My reasons to run

by Sandra Brower


I ran the London Parks half marathon last year for three reasons. First, if I don’t have something to train for, I usually don’t make it a priority to keep fit. Second, keeping fit physically is a good way to keep fit mentally. Like many people, I’ve struggled with poor mental health in the past. I’m happy to say I’ve been well for a good few years now, and doing the half was both a way to celebrate that and to raise money for Lambeth and Southwark Mind, a charity that supports people who struggle with mental health. Third, and most importantly, I ran to mark a milestone. A half marathon is just over 21km, and I’d just entered the 21st year of marriage to my wonderful husband. One of the promises we made to each other all those years ago was to be there for each other ‘in sickness and in health’. He was, and running the half was one small way I could say ‘thank you’ – I dedicated the run to him.

It was also a chance to get back to London. Back to the vibrancy, the colour, the busyness, the noise, the faces, the food, and the familiar haunts. Each time I step off the train at Euston, it feels a bit like coming home. London’s the city that welcomed me as a foreigner over twenty years ago; the place where both my children were born (the first arrived the day after I received my citizenship!); and the place where I earned my PhD in theology.

I stumbled upon Lambeth and Southwark Mind when searching for charities that still had places for the event, and was so glad I did. During our ten years in London, we spent half of the time living in these two boroughs. Our first flat was in Lambeth (Brixton), our second was in Southwark (Denmark Hill), and our third flat – where I suffered my first serious bout of clinical depression – straddled both boroughs (Herne Hill). So it was good to give something back not only to a charity that supports people like me, but one located in part of London that I had known and loved.

The run itself was great. I wanted a time under 2:15, so was delighted with my time of just over 2:04. I couldn’t have done it without the help of LSM’s CEO, Ajay Khandelwal, who I met only about an hour before the race started. Having run many marathons before, the London Parks Half was a walk in the park for him (ok, literally a run, but…). I told him the time I was aiming for and he said he’d run with me and make sure I got it. His running was graceful and effortless, and the joy and pride he obviously takes in his work and the charity bubbled up and spilled over as continual encouragement along the way.

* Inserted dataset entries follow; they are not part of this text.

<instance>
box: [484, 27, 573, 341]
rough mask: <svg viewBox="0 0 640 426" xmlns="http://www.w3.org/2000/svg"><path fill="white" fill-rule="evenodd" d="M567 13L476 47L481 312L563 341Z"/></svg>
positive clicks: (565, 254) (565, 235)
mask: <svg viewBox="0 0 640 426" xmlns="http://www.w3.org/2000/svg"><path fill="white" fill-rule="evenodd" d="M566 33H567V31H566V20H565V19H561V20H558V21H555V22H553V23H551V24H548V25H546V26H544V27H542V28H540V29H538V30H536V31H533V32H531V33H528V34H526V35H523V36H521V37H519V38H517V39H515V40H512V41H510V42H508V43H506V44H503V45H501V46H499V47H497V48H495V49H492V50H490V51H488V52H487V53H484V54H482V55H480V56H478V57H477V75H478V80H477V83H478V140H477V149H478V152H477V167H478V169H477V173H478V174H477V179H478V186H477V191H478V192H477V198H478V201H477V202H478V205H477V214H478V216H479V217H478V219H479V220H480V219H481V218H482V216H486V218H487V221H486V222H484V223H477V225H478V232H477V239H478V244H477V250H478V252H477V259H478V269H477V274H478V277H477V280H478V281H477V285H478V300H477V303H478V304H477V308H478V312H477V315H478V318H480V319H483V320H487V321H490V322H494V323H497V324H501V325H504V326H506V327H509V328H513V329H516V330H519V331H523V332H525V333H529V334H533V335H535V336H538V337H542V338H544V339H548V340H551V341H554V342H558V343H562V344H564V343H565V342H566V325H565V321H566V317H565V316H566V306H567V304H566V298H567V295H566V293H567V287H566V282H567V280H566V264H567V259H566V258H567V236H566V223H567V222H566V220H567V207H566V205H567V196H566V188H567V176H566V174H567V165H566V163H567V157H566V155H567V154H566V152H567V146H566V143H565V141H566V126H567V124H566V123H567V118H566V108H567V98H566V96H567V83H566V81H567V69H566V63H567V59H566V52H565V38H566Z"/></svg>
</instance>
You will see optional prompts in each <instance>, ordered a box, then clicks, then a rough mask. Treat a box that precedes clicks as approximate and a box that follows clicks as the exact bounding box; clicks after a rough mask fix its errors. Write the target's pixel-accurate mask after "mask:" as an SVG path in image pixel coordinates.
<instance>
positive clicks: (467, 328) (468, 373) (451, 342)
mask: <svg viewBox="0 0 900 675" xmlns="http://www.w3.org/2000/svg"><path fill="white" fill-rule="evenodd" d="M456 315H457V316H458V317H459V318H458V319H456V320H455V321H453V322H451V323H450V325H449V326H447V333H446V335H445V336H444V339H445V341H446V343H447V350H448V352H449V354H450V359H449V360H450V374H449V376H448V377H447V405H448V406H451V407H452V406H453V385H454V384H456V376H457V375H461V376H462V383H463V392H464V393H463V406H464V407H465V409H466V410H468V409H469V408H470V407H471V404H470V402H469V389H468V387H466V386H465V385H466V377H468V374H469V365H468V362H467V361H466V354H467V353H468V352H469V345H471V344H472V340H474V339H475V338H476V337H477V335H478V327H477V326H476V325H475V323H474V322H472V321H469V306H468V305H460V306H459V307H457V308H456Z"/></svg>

Recovery from poor mental health or mental illness is a journey, and sometimes a long one. I had a lot of Ajays on mine. With my theology hat on, sacred texts are always close at hand, and I can’t help but think of this one: ‘Therefore, since we are surrounded by such a great cloud of witnesses, let us throw off everything that hinders so easily entangles. And let us run with perseverance the race marked out for us’ (Hebrews 12:1). The visual imagery is a long race, the side-lines heaving with encouragers. Mine expressed theirs in a lot of different ways: patiently listening to the repetitive loop of my narrative and gently trying to disrupt it; visiting me in hospital; providing a stable environment for my kids in the times of acute crisis; providing support and companionship for my husband as he held things together; making food and sorting domestic stuff; offering manageable employment to ease me back in to work; helping me recognise and not be scared of a ‘normal’ bad day; challenging me to be my well self when I was better; and so many more ways.

In addition to my time, I was thrilled to raise over £1500 for LSM. Many of my encouragers who’d helped me on my journey to wellness knew what this race symbolised for me, and generously marked the occasion by donating to the cause. One thing my faith has taught me is that all things can work together for good. Of course I wish that I had never suffered from mental illness, and I wouldn’t wish it on my worst enemy. And I’ll never believe there was any intrinsic good in it. But now, having passed the metaphorical finish line, my place on the side-lines is a significant one. As I ‘cheer’ others along, I really know what it means to have run the race. And being in a unique place to help others finish it, is a good thing indeed.